Ses pas foulèrent les tapis et Seökh hocha la tête.

— Voici Santiago, il sera votre majordome. Il est encore en formation avec moi pendant plusieurs jours avant d'être autonome. Avez-vous besoin de quelque chose ?

Il ne pourrait définitivement jamais s'adapter au vouvoiement. Rien dans la voix de Seökh, ni même dans son expression, ne trahissait ce qu'il ressentait. De l'agacement ? De la condescendance ? Du mépris ? De la colère ?

Peu importe comment Jilian l'imaginait, il supposait que les émotions de son ancien responsable n'étaient que négatives à son encontre.

Il secoua la tête et les deux majordomes s'inclinèrent une nouvelle fois avant de se retirer. Leur odeur de sang disparut quand Seökh referma la porte. Jilian se retrouva seul dans ses quartiers, des appartements aussi immenses que majestueux mais excentrés des autres. Ses fenêtres ne donnaient qu'une vue limitée sur le jardin du côté nord.

De toute façon, il aurait été surpris qu'Andrea le fasse s'installer non loin des autres. Il y avait des dizaines d'autres chambres au sein de la demeure mais le rendre occupant de celle-ci, c'était clairement du mépris pour lui.

Il ne s'en formalisa pas. Il ne sentait pas à sa place ici.

Il s'assit sur le sofa, se sentant soudain plus seul qu'il ne s'était senti ces derniers temps.

Ézriel était absent. Lui qui lui collait aux basques depuis leur départ, sous la surveillance de Noham, n'était à présent plus. Jilian s'en était plaint, il n'avait pas supporté sa présence mais à présent, l'absence créait un vide, une sensation terrible.

Cela ne faisait qu'empirer la présence de l'autre, éveillé dans un coin de sa tête.

« Ne la crois pas. »

Il tenta de faire craquer sa nuque, en vain. Cherchant à détourner son attention de cette voix qui cinglait à ses oreilles, il se contenta de vérifier la chambre, d'ouvrir toutes les portes. Un placard de vêtements s'offrit à lui, une penderie assez grande pour contenir dix personnes les unes contre les autres.
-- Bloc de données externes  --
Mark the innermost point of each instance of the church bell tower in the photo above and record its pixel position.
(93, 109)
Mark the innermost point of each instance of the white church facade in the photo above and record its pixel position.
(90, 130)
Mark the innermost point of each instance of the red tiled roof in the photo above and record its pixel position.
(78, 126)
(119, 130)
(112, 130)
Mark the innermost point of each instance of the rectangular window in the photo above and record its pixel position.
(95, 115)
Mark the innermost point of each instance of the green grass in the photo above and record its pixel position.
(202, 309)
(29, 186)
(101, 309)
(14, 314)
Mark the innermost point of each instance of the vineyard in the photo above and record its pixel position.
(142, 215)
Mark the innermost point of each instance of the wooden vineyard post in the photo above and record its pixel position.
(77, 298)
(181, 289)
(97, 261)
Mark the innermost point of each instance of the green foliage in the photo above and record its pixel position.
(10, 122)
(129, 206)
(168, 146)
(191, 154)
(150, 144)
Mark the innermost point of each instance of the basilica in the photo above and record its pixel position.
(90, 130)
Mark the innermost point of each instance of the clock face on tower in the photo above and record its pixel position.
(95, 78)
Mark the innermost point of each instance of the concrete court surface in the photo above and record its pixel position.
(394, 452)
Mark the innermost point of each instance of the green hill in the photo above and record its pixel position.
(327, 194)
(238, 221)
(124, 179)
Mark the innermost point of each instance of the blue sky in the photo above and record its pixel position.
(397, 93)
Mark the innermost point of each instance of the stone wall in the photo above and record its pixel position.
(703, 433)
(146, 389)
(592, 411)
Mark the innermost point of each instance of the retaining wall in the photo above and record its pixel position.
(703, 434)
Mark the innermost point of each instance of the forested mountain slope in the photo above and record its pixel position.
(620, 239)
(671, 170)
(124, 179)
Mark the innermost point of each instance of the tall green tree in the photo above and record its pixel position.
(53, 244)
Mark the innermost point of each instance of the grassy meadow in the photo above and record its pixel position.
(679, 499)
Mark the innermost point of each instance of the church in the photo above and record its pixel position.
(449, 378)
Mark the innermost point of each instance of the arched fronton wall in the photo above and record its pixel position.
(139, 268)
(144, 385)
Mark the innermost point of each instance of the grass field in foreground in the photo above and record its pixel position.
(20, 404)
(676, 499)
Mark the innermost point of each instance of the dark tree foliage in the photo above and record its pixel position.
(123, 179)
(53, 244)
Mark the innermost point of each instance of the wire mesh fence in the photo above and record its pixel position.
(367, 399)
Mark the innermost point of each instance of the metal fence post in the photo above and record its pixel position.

Il récupéra quelques tenues qui attirèrent son regard, des vêtements qui s'apparentaient à ce qu'il portait avant.

Avant le manoir.

Il avisa une paire de chaussures de randonnée.

« Ne fais pas attention à ce qu'elle a dit. »

« Ali est à nous. »

— La ferme.

Il traversa les appartements à la hâte et ouvrit la porte pour sortir. Santiago qui s'apprêtait à l'ouvrir sursauta avant de s'incliner respectueusement mais Jilian préféra ne rien lui dire. Les mots libérés auraient fait de lui un imposteur. Un maître dans un corps de majordome.